Revoking a stolen session after a lost laptop
A user reports a lost laptop. Because refresh tokens live in a server-side store, an admin deletes that user's refresh token rows. The stolen device can finish only the current 10-minute access-token window; its next refresh attempt fails and the session is dead — no need to rotate signing keys or log everyone out.
Code example
# Client obtains tokens at login
POST /auth/login { email, password }
-> 200 { accessToken (exp: 10m), refreshToken (exp: 30d) }
# On each protected request
GET /api/orders
Header: Authorization: Bearer <accessToken>
-> 200 orders # access token still valid
-> 401 Unauthorized # access token expired
# On 401, exchange the refresh token
POST /auth/refresh { refreshToken }
server:
record = store.find(refreshToken)
if record is null OR record.used == true:
# a retired token was replayed -> assume theft
store.revokeFamily(record.familyId)
return 401
record.used = true # rotation: retire old token
newRefresh = issueRefreshToken(familyId = record.familyId)

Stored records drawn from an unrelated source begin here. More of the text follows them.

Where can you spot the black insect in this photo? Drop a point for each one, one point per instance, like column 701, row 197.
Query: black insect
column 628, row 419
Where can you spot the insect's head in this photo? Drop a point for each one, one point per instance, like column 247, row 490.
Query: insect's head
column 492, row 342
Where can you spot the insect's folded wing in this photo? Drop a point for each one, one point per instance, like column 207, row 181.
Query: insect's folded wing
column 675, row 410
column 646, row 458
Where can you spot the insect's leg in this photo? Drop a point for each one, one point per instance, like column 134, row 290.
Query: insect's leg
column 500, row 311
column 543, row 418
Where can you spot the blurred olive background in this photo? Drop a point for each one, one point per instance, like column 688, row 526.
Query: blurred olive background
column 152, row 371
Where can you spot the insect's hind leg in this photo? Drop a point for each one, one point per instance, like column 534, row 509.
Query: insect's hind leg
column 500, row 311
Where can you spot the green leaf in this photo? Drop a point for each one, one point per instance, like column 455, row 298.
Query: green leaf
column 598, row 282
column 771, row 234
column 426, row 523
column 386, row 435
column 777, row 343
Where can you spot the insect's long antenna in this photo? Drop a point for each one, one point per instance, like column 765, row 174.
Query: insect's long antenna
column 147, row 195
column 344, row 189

newAccess = issueAccessToken(userId = record.userId, exp = 10m)
return { accessToken: newAccess, refreshToken: newRefresh }
# Client retries the original request with the new access tokenPseudocode for the token refresh flow with rotation and reuse detection.
import axios from 'axios';
// Access token lives in memory only (not localStorage).
let accessToken = null;
export const setAccessToken = (t) => { accessToken = t; };
const api = axios.create({ baseURL: '/api', withCredentials: true });
api.interceptors.request.use((config) => {
if (accessToken) config.headers.Authorization = 'Bearer ' + accessToken;
return config;
});
// Share one in-flight refresh so parallel 401s don't stampede.
let refreshing = null;
api.interceptors.response.use(
(res) => res,
async (error) => {
const original = error.config;
if (error.response?.status !== 401 || original._retried) {
return Promise.reject(error);
}
original._retried = true;
// The refresh token rides in an httpOnly cookie sent automatically.
refreshing ??= axios
.post('/auth/refresh', {}, { withCredentials: true })
.then((r) => {
setAccessToken(r.data.accessToken);
return r.data.accessToken;
})
.finally(() => { refreshing = null; });
try {
const token = await refreshing;
original.headers.Authorization = 'Bearer ' + token;
return api(original); // retry once with the fresh access token
} catch (e) {
// Refresh failed -> session is over; send the user to login.
window.location.assign('/login');
return Promise.reject(e);
}
},
);
export default api;An axios response interceptor that refreshes on 401 and retries the original request once.
Common mistakes
Mistake
Giving access tokens a long lifetime (hours or days) "so users do not get logged out".
Do this instead
Keep access tokens short (5–15 min) and rely on the refresh token for continuity. A long-lived access token cannot be revoked and stays dangerous the whole time it leaks.
Mistake
Storing tokens in localStorage for convenience.
Do this instead
localStorage is readable by any JavaScript, so an XSS bug leaks the token. Keep the access token in memory and the refresh token in an httpOnly, Secure cookie the JS cannot read.